I have really enjoyed the Christmas break. It was lovely spending precious time with family and friends and generally messing about.
Yet like many I am apprehensive about the year to come. It was good to hear the leader of the Labour Party, Ed Miliband, emphasise the need to articulate an alternative to the current government’s policy of austerity in his New Year message.
The coalition front benches have been very effective in their message to voters, convincing people that Britain has “maxed out its credit card’ and they have no choice but to tackle “Labour’s mess”.
And while many of us have been pointing out that there is an alternative (growth as opposed to cuts), we need to get the message across more effectively. This is an urgent task.
A quick review of the coalition government’s actions so far shows incredibly damaging change at breathtaking speed.
Secondary education is now effectively out of the hands of elected local authorities. One million young people are unemployed, Educational Maintenance Allowance has been abolished, tuition fees tripled and youth services slashed.
These changes add up to an unprecedented cocktail of assaults resulting in highly predictable long term damage to individuals and society as a whole.
Unemployment among women is soaring, cuts in public services and benefits are hitting women hardest.
Forecasts for unemployment now exceed the 2010 estimate of 1,300,000 by the Office of Budget Responsibility, with no sign at all of the 2,000,000 new jobs the government promised would be created by the private sector.
The ‘Health and Social Care Bill’ is still with Parliament and threatens the founding principles of the NHS. This is not an exaggeration.
All the pundits who said the Private Finance Initiative would create unaffordable and costly debt were spot on.

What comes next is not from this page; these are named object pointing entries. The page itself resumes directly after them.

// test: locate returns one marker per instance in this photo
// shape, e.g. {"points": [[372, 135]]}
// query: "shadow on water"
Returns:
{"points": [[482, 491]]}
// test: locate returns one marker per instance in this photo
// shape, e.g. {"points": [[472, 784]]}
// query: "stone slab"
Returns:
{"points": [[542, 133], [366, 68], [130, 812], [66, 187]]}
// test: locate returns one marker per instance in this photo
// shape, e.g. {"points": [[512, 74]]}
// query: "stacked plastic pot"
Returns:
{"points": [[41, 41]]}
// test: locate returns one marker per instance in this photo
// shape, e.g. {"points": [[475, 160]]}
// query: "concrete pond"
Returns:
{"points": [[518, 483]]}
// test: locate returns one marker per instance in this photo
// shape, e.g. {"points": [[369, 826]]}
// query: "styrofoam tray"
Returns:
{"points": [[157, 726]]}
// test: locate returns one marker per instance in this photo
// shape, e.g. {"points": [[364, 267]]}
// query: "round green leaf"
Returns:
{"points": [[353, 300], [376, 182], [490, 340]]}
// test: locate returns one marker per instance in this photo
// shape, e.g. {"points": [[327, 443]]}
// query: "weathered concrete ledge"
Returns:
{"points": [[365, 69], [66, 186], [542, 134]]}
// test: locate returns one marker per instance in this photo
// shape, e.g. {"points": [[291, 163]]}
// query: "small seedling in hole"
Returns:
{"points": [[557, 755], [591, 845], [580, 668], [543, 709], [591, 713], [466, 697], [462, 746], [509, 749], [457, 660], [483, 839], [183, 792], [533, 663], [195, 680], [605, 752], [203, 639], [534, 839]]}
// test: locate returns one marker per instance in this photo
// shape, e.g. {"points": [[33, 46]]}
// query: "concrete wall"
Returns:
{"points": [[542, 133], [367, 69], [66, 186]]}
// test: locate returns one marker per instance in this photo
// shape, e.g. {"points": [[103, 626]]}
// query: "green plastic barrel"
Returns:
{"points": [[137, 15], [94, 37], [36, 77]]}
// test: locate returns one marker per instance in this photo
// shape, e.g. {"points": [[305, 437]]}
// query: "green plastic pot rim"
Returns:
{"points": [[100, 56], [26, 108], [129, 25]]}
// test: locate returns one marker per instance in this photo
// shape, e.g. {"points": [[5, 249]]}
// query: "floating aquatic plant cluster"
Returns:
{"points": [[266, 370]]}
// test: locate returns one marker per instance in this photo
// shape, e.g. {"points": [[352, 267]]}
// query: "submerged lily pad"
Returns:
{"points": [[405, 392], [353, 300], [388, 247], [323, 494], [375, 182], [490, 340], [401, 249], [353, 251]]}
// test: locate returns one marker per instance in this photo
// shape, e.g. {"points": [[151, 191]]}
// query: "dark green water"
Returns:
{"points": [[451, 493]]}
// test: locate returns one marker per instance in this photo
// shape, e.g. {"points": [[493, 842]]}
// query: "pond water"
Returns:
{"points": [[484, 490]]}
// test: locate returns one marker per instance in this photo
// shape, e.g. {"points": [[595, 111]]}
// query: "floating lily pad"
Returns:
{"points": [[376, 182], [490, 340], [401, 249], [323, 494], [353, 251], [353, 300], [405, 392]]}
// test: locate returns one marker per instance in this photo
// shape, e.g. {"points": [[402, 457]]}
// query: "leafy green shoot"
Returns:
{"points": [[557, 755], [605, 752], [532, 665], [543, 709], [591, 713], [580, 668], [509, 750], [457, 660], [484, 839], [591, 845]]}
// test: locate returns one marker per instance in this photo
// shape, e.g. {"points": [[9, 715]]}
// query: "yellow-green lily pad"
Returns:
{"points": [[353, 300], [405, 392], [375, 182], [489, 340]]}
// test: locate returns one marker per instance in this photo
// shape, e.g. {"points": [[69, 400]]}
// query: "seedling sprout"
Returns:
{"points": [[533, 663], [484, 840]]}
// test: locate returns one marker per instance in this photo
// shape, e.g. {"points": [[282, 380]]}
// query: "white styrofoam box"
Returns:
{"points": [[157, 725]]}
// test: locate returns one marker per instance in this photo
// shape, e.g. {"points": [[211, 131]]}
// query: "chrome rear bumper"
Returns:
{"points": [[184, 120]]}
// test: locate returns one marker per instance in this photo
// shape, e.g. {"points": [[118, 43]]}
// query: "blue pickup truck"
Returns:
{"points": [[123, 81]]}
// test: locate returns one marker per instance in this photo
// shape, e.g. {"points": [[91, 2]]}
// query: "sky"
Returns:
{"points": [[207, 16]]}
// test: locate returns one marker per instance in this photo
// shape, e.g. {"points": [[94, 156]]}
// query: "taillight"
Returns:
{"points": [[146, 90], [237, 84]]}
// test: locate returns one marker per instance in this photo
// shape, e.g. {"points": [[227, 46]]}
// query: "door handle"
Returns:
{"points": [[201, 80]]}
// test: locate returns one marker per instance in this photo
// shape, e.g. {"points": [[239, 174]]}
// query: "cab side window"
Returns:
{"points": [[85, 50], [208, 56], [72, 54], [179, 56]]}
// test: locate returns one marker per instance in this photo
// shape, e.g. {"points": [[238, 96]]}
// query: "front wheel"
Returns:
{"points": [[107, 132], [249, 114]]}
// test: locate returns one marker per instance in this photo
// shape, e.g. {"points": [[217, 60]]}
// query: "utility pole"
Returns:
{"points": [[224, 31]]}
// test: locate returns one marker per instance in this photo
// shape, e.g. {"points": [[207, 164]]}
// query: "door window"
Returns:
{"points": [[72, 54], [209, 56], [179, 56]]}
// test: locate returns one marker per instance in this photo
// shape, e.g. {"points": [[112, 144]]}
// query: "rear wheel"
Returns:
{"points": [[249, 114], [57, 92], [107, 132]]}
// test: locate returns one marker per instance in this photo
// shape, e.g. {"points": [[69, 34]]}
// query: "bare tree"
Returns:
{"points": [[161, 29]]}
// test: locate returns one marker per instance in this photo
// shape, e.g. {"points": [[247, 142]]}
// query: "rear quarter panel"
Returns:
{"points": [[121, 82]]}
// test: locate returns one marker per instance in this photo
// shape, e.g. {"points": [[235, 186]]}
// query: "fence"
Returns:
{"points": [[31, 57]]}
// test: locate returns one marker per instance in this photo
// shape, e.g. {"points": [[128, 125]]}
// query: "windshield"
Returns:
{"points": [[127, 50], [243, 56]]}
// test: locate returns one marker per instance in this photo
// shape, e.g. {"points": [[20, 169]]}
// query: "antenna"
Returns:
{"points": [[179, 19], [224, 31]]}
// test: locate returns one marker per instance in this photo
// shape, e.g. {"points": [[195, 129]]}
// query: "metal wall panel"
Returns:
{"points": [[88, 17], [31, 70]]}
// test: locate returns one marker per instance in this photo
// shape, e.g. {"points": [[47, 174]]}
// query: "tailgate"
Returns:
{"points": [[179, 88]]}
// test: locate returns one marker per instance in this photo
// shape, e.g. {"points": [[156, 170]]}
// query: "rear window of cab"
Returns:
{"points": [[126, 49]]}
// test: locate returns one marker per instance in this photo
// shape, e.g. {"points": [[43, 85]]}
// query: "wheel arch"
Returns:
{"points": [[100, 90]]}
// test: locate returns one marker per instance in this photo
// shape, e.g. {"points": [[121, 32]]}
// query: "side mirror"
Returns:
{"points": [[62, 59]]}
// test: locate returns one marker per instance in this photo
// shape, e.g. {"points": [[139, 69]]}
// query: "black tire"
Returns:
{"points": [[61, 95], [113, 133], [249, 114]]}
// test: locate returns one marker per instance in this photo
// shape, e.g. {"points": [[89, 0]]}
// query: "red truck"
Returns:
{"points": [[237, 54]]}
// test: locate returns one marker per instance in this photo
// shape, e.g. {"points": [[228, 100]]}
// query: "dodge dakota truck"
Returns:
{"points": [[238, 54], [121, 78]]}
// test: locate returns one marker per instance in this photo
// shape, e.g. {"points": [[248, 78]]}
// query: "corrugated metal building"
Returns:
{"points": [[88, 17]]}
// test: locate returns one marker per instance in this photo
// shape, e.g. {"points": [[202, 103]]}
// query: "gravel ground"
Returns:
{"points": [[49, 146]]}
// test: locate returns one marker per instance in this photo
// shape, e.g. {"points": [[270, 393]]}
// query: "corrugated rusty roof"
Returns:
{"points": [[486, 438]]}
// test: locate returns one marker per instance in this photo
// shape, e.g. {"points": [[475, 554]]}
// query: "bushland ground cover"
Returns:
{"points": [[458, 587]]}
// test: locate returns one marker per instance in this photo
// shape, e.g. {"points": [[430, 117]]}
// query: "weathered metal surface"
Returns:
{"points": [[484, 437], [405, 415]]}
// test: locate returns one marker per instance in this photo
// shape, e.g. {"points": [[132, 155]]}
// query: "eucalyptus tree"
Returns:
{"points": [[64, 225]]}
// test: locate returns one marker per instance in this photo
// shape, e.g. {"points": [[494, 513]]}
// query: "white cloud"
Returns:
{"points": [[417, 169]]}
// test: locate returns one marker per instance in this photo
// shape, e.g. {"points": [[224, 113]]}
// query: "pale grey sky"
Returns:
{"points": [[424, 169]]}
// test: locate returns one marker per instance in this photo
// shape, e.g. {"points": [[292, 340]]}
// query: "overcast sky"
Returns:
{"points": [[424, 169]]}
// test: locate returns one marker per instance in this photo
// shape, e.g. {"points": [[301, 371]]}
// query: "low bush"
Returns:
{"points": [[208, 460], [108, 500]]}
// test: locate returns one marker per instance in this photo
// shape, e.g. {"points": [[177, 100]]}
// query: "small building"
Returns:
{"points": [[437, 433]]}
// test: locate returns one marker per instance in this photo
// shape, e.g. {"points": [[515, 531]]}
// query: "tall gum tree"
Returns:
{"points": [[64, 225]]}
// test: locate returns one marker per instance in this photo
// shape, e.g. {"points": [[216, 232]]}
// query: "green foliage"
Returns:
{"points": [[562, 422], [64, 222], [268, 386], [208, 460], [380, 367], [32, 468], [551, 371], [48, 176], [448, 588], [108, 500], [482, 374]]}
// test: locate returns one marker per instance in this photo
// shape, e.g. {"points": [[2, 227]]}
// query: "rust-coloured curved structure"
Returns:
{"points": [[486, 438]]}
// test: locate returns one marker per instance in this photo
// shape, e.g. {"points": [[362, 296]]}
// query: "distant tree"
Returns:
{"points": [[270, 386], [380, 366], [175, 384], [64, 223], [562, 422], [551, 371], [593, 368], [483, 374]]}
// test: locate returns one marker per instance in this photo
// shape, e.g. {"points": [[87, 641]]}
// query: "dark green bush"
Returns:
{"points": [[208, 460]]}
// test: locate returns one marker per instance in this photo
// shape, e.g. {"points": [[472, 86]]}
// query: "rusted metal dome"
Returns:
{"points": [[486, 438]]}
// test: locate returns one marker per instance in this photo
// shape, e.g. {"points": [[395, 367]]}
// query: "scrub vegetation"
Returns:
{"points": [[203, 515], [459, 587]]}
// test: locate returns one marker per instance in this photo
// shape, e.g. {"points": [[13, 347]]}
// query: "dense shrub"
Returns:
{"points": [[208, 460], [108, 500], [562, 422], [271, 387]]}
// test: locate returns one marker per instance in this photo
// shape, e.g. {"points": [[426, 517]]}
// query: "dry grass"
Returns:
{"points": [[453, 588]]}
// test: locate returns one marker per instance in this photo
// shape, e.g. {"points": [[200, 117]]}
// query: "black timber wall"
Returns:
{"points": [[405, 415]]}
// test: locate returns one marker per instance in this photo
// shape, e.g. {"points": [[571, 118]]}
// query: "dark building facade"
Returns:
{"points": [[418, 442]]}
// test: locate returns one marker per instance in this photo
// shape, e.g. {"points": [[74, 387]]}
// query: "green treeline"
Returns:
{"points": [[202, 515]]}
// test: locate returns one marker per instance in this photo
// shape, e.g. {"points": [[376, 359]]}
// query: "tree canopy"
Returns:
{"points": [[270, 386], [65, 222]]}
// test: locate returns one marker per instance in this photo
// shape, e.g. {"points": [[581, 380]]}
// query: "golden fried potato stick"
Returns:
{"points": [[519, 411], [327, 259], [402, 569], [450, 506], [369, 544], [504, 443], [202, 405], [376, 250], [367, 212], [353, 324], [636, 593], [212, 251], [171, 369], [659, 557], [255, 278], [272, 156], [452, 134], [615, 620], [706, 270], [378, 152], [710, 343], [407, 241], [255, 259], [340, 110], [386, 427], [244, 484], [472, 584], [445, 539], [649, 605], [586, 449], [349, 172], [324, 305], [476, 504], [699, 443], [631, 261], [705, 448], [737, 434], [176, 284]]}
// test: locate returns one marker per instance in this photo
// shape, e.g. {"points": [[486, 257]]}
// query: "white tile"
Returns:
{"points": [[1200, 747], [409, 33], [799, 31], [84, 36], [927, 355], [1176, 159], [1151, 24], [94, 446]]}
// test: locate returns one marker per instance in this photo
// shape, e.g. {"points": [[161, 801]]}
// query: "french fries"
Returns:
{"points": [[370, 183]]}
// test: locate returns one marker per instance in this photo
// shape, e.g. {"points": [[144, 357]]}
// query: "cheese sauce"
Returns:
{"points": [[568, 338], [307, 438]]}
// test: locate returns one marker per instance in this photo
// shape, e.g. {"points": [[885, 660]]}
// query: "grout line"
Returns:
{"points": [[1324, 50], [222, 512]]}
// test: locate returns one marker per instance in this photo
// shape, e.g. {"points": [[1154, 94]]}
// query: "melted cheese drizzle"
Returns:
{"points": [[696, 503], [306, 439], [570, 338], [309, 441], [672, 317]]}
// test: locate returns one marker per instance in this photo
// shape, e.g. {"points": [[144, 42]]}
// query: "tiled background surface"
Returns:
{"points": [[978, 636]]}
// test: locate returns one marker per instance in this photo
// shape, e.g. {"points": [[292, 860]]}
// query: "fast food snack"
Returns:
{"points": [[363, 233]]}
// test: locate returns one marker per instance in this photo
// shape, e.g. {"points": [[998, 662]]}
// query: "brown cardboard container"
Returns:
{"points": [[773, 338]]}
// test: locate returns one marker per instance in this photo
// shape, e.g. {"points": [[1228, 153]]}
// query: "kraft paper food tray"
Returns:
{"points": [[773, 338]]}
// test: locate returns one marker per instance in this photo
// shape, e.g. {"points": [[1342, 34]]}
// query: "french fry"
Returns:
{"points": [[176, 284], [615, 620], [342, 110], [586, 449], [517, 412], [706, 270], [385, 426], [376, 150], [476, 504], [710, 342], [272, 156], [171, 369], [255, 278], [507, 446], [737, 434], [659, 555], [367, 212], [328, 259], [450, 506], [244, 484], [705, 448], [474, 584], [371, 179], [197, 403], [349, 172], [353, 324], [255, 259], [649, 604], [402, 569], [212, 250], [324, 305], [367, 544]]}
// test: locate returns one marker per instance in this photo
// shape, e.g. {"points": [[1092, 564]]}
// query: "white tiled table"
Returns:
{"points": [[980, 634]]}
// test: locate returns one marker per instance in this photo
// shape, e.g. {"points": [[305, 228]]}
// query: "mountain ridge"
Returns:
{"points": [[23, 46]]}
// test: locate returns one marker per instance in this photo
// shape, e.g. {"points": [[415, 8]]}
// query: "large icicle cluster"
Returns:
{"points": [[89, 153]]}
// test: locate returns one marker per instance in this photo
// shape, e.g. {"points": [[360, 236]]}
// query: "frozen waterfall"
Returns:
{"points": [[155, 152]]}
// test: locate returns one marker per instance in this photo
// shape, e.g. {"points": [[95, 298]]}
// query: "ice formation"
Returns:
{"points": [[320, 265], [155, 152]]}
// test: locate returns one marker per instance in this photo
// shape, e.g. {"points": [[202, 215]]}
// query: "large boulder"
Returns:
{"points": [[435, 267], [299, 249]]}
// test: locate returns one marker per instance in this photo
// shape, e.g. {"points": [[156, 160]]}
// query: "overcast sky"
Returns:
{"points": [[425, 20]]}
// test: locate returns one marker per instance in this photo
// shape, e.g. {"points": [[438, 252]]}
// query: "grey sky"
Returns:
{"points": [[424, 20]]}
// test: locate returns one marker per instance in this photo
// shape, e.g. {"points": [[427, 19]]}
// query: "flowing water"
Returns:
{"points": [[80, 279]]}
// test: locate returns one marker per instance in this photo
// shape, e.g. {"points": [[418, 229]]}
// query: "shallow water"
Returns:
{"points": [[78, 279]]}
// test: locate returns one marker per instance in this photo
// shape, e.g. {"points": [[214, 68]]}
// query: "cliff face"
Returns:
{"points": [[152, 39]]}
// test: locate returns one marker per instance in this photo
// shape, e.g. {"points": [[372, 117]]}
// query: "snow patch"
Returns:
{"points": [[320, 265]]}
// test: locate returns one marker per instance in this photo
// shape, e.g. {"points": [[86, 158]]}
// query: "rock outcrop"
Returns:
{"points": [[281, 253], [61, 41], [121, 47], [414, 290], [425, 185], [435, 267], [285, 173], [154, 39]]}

They now warn that opening up the NHS to EU market rules will be irreversible.
The coalition’s abolition of Regional Development Agencies allied with inertia on support for UK manufacturing amounts to a ‘Pontius Pilot’ approach as skilled workers are shown the door and companies shift production elsewhere.
It is imperative therefore for Labour to explain that there is an alternative.
So I welcome Ed Miliband’s commitment to do this. To convince people, Labour’s alternative must be based on values that unashamedly seek to urgently reverse economic and social inequality.
Labour must restore public services and welfare and speak out against systems of privatisation that leave care of the elderly in the hands of private enterprises such as Southern Cross.
To achieve this Labour has to show a clear strategy for growth that boosts manufacturing and rescues the UK’s skill base that in currently in peril. France and Germany operate procurement policies which promote domestic economic growth and so should the UK.
Crucially Labour has to restore trade union rights so that working people can challenge corporate greed and the race to the bottom that characterises globalisation and ‘neoliberal’ policies that dismantle health, education and welfare.
To overcome the coalition’s arguments, the battle of ideas need to be fought with energy, imagination and new resolution.